AI-Assisted Host–Pathogen Interaction Network Mining Using Contrastive Graph Representation Learning for Druggable Target Discovery

Konam Ramesh1
Assistant Professor, Department of Computer Science and Applications, Kakatiya Government College, Hanumakonda, Telangana, India.

Published Online: January-April 2026

Pages: 86-94

Abstract

Understanding the molecular mechanisms underlying host–pathogen interactions (HPIs) is vital for developing effective therapeutics and vaccines against infectious diseases. However, existing computational methods for HPI prediction often rely on incomplete annotations, suffer from poor cross-species generalization, and lack biological interpretability.

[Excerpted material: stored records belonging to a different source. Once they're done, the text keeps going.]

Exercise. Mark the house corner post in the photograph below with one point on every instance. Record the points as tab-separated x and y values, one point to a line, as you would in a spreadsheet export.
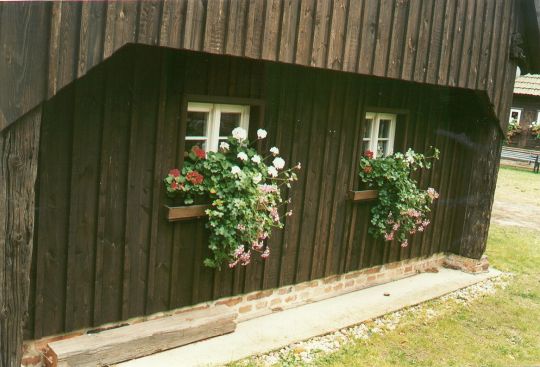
481	184
19	147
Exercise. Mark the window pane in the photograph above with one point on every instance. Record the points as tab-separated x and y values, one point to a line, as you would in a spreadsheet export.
384	128
367	128
229	120
191	143
381	148
196	123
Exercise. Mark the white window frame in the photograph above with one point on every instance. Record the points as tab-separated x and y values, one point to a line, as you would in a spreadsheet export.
374	139
214	111
512	110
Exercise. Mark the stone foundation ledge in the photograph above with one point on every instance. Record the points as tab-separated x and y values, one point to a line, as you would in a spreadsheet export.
264	302
466	264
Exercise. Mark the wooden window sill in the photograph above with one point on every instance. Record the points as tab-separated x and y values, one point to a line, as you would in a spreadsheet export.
364	195
176	213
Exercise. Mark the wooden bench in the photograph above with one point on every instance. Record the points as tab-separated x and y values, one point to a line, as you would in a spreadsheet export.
522	155
141	339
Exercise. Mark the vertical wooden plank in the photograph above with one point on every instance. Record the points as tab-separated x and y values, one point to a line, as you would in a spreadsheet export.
369	36
467	48
148	23
255	28
382	43
352	35
19	148
321	29
471	74
195	25
236	27
173	22
411	40
91	40
288	33
446	42
140	181
271	35
215	26
305	32
481	82
87	132
397	41
337	35
459	46
435	41
426	28
112	190
53	212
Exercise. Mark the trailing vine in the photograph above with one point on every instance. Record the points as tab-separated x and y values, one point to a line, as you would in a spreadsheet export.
244	190
402	209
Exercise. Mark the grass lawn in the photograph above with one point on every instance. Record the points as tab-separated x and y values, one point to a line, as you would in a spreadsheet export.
500	329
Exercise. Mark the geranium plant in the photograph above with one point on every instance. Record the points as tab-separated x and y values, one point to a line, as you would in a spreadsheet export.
244	192
402	209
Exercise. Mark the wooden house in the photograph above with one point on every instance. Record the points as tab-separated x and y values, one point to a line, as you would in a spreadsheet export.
525	110
95	104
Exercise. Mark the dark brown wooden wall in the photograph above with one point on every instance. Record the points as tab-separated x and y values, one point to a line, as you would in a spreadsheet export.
457	43
103	248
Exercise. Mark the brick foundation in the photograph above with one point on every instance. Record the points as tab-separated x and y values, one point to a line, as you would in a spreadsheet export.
263	302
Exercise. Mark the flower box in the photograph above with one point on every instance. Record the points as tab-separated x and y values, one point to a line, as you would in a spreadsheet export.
176	213
364	195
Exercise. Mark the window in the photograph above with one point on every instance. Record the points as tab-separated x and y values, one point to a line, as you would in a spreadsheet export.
379	133
515	114
208	124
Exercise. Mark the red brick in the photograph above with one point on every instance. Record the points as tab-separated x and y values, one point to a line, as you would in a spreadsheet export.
31	360
245	309
373	270
259	295
230	301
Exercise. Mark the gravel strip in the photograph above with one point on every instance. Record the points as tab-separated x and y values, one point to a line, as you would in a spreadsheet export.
303	353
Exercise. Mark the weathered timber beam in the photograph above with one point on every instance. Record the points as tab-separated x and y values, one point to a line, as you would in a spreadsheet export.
19	146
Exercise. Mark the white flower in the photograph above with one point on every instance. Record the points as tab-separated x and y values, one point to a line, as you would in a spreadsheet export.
235	170
239	134
261	133
274	151
256	159
278	162
272	171
257	178
242	156
224	146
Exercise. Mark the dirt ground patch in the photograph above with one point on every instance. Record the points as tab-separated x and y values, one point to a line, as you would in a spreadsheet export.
517	198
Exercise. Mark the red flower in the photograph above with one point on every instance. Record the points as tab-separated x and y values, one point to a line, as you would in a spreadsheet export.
200	153
195	177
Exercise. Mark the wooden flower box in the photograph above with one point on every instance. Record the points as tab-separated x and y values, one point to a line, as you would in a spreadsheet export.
364	195
176	213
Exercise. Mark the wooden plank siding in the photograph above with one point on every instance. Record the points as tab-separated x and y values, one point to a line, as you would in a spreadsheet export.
105	249
461	43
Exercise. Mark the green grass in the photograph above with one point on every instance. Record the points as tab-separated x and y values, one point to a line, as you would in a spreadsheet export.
502	329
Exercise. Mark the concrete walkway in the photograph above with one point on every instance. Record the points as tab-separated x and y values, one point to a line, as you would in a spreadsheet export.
277	330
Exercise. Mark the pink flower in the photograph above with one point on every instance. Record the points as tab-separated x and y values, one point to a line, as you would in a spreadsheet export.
432	193
266	253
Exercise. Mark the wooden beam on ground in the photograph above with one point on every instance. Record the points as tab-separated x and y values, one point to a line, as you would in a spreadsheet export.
141	339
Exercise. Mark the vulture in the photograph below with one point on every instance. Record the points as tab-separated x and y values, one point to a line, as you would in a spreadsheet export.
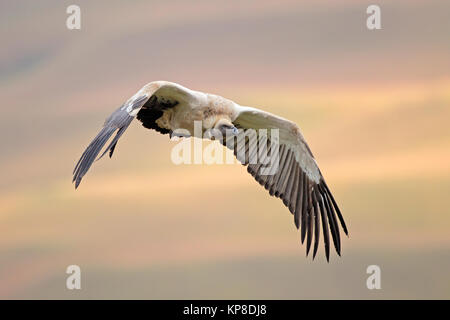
170	108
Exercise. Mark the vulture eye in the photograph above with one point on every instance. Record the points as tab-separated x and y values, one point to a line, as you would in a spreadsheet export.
226	127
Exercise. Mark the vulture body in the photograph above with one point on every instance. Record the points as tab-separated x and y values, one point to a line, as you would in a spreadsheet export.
170	108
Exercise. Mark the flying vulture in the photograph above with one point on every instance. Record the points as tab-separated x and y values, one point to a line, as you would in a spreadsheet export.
168	107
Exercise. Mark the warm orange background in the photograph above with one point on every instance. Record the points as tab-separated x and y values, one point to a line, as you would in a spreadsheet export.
373	105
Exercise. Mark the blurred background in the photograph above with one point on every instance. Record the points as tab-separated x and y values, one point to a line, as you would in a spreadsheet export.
373	105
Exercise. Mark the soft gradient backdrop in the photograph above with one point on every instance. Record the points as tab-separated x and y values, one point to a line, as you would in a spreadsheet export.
373	105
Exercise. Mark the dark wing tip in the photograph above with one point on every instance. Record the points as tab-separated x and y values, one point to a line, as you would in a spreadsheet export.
89	155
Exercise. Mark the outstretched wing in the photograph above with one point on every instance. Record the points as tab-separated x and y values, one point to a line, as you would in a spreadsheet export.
147	104
298	180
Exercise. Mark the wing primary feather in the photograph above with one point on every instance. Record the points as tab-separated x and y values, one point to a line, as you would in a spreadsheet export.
113	143
281	184
287	194
304	211
273	176
333	223
88	157
294	195
341	218
316	222
326	236
309	234
299	202
279	173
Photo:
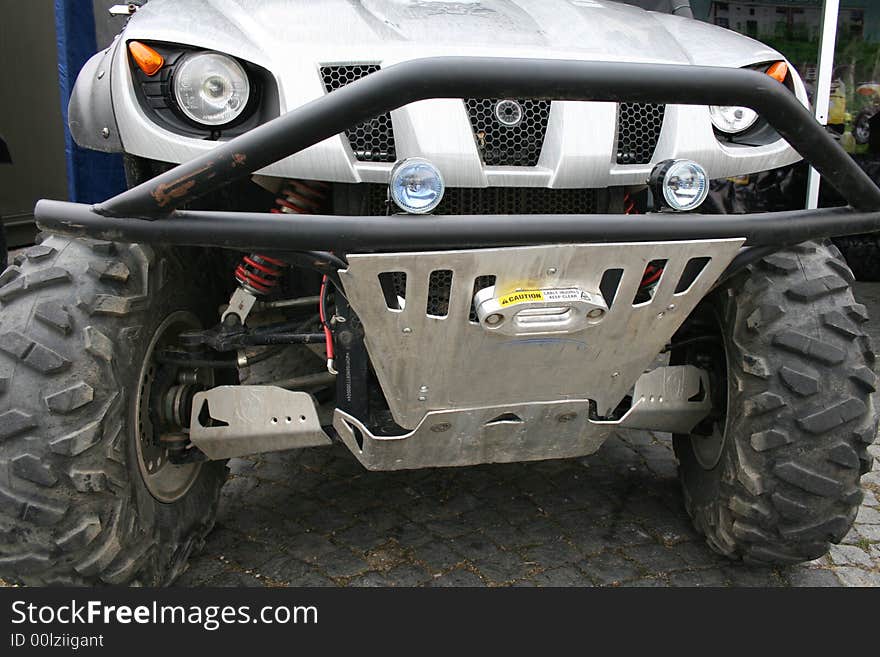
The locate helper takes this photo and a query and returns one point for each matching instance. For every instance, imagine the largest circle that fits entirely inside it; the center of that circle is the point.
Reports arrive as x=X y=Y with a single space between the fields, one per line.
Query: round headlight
x=732 y=120
x=416 y=186
x=210 y=88
x=682 y=184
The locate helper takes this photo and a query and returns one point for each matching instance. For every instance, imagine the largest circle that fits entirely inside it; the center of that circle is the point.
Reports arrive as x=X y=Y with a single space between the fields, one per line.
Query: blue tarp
x=91 y=176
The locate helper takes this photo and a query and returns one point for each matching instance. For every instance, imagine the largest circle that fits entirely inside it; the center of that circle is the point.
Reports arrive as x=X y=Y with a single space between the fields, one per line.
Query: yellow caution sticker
x=521 y=296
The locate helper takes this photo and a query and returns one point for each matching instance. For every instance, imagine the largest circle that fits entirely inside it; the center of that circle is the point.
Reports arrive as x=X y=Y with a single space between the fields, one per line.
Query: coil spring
x=260 y=274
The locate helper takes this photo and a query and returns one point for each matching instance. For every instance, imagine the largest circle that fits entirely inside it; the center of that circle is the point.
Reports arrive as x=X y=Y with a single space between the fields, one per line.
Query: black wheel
x=773 y=477
x=87 y=491
x=862 y=253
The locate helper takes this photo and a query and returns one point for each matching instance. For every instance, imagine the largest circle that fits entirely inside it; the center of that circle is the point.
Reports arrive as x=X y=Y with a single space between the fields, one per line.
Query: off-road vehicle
x=471 y=233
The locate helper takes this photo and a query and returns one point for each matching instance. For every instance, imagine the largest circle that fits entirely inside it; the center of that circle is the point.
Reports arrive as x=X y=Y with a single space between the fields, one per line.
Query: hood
x=394 y=30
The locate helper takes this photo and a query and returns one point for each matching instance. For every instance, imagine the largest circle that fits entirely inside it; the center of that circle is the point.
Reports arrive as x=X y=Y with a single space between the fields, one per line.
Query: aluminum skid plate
x=431 y=363
x=543 y=430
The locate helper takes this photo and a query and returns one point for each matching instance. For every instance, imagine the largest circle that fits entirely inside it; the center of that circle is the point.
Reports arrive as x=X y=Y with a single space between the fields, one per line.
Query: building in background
x=792 y=19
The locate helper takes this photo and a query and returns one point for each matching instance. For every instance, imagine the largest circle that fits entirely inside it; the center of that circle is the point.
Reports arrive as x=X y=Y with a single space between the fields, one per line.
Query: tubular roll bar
x=121 y=217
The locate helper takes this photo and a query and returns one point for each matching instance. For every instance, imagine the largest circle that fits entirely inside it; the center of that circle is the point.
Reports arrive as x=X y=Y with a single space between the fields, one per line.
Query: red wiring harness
x=328 y=334
x=652 y=272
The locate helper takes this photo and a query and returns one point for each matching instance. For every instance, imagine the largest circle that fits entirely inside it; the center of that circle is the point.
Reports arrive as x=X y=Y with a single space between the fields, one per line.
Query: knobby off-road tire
x=800 y=413
x=76 y=319
x=862 y=253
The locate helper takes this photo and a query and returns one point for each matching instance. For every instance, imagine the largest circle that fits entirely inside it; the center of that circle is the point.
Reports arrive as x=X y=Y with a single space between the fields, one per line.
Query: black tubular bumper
x=149 y=212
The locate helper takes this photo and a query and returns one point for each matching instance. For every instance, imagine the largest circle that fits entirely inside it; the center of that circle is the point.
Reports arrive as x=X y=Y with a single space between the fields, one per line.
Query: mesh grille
x=638 y=131
x=501 y=145
x=372 y=141
x=500 y=200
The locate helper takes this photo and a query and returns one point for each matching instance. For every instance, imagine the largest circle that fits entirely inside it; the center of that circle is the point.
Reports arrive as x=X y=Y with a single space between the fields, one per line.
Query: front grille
x=500 y=200
x=638 y=131
x=502 y=145
x=372 y=141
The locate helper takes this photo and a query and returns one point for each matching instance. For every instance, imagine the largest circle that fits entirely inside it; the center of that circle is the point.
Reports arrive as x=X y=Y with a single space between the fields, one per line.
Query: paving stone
x=609 y=568
x=656 y=557
x=851 y=576
x=457 y=577
x=868 y=516
x=710 y=577
x=563 y=576
x=850 y=555
x=342 y=562
x=744 y=575
x=801 y=576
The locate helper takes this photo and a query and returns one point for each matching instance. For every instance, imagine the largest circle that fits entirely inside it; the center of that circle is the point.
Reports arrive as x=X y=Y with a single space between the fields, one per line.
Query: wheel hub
x=162 y=415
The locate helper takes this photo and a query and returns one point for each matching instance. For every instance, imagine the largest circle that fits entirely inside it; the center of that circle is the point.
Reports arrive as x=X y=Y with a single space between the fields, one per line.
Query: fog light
x=682 y=185
x=416 y=186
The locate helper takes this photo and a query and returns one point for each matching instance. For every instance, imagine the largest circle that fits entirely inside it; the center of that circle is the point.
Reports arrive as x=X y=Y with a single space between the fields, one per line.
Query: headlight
x=211 y=89
x=733 y=120
x=682 y=185
x=416 y=186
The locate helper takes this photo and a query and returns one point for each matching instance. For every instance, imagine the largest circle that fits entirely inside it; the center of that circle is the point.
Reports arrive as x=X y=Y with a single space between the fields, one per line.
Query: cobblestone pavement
x=315 y=517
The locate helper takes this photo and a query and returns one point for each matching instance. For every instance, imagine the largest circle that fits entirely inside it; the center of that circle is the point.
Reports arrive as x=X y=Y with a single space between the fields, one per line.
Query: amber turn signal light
x=147 y=59
x=779 y=71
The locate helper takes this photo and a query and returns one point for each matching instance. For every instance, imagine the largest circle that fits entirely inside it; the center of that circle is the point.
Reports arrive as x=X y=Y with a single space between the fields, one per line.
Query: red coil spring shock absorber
x=259 y=274
x=652 y=272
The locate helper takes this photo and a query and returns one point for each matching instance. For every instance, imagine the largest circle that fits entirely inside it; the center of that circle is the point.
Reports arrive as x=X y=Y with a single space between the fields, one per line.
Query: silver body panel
x=525 y=432
x=431 y=363
x=293 y=38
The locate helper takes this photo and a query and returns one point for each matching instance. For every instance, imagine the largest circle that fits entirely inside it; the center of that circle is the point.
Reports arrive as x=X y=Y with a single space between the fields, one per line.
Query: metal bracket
x=252 y=420
x=674 y=398
x=240 y=304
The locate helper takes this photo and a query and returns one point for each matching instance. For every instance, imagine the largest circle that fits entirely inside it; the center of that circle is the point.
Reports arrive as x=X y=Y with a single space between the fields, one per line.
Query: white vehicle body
x=294 y=39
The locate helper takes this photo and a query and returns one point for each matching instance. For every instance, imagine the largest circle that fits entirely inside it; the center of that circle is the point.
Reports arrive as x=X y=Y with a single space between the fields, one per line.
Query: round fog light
x=682 y=185
x=416 y=186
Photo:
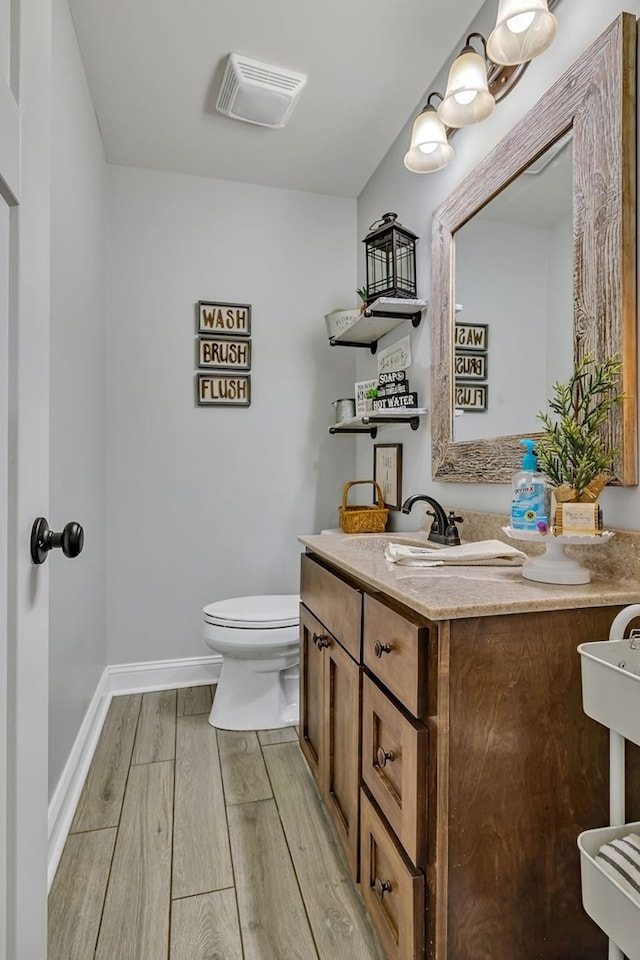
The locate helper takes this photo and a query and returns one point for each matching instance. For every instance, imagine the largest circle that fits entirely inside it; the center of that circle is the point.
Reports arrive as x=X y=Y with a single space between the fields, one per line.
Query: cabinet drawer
x=337 y=605
x=394 y=767
x=395 y=650
x=392 y=888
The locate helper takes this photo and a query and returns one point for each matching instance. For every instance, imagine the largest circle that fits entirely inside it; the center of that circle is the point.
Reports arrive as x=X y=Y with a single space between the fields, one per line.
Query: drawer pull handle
x=380 y=648
x=383 y=757
x=382 y=887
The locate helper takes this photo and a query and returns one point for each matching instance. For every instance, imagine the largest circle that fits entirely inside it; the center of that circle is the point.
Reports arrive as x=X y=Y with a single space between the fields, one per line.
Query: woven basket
x=363 y=519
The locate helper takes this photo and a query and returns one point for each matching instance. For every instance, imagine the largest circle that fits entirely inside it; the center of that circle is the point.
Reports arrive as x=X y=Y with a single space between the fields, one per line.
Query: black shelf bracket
x=350 y=343
x=414 y=317
x=372 y=431
x=414 y=422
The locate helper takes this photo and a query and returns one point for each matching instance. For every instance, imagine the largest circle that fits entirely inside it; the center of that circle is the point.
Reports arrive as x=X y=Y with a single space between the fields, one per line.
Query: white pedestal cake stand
x=554 y=566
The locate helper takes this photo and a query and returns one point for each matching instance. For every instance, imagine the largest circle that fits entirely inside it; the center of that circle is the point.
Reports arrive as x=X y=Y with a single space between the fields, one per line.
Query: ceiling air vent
x=258 y=92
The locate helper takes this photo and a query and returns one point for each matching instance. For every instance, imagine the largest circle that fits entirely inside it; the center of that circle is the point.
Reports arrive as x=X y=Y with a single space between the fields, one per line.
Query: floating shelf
x=380 y=318
x=368 y=422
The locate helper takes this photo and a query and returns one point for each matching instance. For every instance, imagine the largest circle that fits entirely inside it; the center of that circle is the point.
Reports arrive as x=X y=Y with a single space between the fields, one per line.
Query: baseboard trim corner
x=115 y=680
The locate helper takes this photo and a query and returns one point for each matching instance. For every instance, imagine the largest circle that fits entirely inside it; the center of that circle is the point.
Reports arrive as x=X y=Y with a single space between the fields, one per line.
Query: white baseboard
x=164 y=674
x=116 y=679
x=67 y=793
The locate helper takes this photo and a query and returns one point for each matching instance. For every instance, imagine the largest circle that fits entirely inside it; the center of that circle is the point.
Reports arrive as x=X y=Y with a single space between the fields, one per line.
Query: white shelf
x=381 y=317
x=400 y=306
x=369 y=422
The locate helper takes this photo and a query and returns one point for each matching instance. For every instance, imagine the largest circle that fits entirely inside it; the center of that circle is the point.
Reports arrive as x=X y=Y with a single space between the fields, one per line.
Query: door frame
x=25 y=169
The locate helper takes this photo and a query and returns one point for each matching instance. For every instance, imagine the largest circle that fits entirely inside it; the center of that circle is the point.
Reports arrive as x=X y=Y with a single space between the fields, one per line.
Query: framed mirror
x=589 y=117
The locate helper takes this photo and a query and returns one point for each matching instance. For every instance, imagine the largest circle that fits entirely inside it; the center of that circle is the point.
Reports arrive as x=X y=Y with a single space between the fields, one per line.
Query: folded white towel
x=621 y=860
x=486 y=553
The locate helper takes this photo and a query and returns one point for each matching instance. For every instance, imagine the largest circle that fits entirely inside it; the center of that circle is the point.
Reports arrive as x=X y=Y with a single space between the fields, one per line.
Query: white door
x=25 y=82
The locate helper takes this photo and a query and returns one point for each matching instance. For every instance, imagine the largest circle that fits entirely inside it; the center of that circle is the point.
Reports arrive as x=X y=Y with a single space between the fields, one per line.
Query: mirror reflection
x=514 y=300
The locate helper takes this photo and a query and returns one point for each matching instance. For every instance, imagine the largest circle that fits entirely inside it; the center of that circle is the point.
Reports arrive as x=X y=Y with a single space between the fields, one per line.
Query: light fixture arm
x=501 y=78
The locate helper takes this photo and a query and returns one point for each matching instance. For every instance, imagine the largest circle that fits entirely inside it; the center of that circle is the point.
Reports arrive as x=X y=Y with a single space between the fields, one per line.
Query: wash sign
x=229 y=319
x=223 y=349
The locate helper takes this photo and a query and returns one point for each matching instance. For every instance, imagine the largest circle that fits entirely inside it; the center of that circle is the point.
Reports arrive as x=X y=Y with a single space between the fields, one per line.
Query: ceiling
x=154 y=69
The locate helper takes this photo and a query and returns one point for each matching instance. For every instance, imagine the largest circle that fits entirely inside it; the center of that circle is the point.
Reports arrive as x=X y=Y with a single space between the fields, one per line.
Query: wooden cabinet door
x=312 y=692
x=342 y=697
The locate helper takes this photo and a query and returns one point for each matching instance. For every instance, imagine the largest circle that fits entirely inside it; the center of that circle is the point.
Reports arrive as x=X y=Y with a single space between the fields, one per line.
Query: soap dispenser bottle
x=530 y=501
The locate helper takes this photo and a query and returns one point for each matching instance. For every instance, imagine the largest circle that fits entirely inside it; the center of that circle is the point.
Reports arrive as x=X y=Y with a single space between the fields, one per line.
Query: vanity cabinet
x=478 y=770
x=331 y=691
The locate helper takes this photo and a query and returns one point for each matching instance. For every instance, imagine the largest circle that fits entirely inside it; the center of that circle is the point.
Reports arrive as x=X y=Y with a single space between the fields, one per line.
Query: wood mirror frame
x=596 y=97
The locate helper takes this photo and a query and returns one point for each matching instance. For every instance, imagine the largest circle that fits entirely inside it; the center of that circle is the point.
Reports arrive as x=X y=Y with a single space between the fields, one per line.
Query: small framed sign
x=470 y=366
x=471 y=397
x=387 y=472
x=223 y=389
x=224 y=352
x=471 y=336
x=224 y=319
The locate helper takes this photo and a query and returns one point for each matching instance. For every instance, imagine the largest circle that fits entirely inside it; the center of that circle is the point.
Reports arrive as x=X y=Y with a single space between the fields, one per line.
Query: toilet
x=258 y=638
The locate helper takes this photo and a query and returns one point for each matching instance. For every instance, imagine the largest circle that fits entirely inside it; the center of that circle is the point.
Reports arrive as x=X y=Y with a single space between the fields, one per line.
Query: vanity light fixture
x=467 y=99
x=524 y=29
x=429 y=149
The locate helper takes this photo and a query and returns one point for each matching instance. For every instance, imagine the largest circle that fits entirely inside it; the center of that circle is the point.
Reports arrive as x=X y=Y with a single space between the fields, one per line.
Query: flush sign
x=223 y=390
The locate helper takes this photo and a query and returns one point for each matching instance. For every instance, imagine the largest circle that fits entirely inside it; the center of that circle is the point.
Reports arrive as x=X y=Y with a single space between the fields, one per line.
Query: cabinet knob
x=384 y=757
x=380 y=648
x=381 y=887
x=320 y=640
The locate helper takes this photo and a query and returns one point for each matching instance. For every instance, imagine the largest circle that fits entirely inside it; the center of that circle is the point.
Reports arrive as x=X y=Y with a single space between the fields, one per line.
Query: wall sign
x=223 y=352
x=223 y=390
x=387 y=472
x=471 y=336
x=395 y=357
x=470 y=366
x=224 y=343
x=232 y=319
x=471 y=397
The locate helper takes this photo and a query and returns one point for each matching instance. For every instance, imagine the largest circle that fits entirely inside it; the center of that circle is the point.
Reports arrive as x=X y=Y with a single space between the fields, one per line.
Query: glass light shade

To overcome these limitations, this paper introduces an AI-Assisted Host–Pathogen Interaction (AI-HPI) Network Mining Framework, which integrates relational graph neural networks (R-GAT/R-GCN) with graph contrastive pretraining and positive–unlabeled (PU) learning for label-efficient and interpretable HPI discovery. The proposed framework constructs a heterogeneous biological knowledge graph combining host and pathogen proteins, Gene Ontology (GO) terms, KEGG/Reactome pathways, and known protein–protein interactions (PPIs). A contrastive learning objective (InfoNCE) enhances feature alignment across graph augmentations, while a DistMult decoder performs link prediction between host and pathogen nodes. The inclusion of PU-risk correction and temperature scaling ensures robust, uncertainty-aware inference under data sparsity. Experimental results on multi-species datasets—Homo sapiens–Plasmodium falciparum, H. sapiens–Mycobacterium tuberculosis, and Arabidopsis–Pseudomonas—show superior predictive accuracy (AUROC = 0.943, AUPR = 0.902), improved calibration (ECE = 0.038), and strong zero-shot transferability (>90% AUPR retention). Biological interpretation via attention-based attribution and pathway enrichment identifies key host immune regulators (NF-κB, MAPK, and TNF signaling) and potential druggable effectors in Plasmodium and Mycobacterium.